Paper 2019/656

SeqL: SAT-attack Resilient Sequential Locking

Seetal Potluri and Akash Kumar and Aydin Aysu

Abstract

SAT-attack is known to successfully decrypt a functionally correct key of a locked combinational circuit. It is possible to extend the SAT-attack to sequential circuits through the scan-chain by selectively initializing the combinational logic and analyzing the responses. Recently, sequential locking was proposed as a defense to SAT-attack, which works by locking the scan-chains of flip-flops. ScanSAT [1], however, showed that it is possible to convert the sequentially locked instance to a locked combinational instance, and thereby decrypt the entire sequential key using SAT-attack. In this paper, we propose SeqL, a secure sequential lock defense against ScanSAT. SeqL provides functional isolation, and also encrypts selective flip-flop inputs, thereby mitigating ScanSAT and other related SAT-attacks.
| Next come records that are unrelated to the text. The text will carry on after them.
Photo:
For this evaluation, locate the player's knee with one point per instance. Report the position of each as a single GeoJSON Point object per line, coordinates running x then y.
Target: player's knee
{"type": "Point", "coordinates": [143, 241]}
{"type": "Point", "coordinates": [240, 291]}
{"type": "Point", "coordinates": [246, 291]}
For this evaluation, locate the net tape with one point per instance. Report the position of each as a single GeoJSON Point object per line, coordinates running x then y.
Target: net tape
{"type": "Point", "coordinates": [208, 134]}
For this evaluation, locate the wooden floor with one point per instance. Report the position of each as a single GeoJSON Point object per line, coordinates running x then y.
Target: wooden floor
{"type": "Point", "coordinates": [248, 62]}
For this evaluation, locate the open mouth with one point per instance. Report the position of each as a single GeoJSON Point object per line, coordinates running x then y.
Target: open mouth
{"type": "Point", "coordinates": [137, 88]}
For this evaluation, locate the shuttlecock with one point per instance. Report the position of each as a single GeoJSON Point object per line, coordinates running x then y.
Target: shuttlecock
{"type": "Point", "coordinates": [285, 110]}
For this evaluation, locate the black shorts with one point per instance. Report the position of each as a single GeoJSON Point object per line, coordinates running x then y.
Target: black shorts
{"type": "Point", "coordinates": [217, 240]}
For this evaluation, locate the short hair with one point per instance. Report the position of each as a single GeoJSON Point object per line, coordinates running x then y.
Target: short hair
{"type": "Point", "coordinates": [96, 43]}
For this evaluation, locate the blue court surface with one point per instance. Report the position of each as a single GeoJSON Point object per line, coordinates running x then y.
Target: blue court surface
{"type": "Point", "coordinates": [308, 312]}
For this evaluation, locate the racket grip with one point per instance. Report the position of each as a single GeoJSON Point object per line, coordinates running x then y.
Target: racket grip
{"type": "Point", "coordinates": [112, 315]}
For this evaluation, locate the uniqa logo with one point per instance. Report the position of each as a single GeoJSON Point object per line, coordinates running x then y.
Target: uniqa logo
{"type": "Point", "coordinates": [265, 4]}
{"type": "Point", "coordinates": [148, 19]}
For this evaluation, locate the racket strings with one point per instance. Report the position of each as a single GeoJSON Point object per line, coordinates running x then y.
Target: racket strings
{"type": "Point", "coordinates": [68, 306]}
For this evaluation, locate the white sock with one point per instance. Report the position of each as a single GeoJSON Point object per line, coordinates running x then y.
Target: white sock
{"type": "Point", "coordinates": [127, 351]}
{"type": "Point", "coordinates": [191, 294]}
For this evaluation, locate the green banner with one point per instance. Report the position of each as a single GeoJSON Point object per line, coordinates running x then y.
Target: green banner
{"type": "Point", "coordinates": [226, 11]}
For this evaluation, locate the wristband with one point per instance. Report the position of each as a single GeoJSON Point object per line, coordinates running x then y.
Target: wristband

We conduct a formal study of the sequential locking problem and demonstrate automating our proposed defense on any given sequential circuit. We show that SeqL hides functionally correct keys from the attacker, thereby increasing the likelihood of functional output corruption. When tested on sequential benchmarks (ITC’99) and pipelined combinational benchmarks (ISCAS’85, MCNC), SeqL gave 100% resilience to ScanSAT.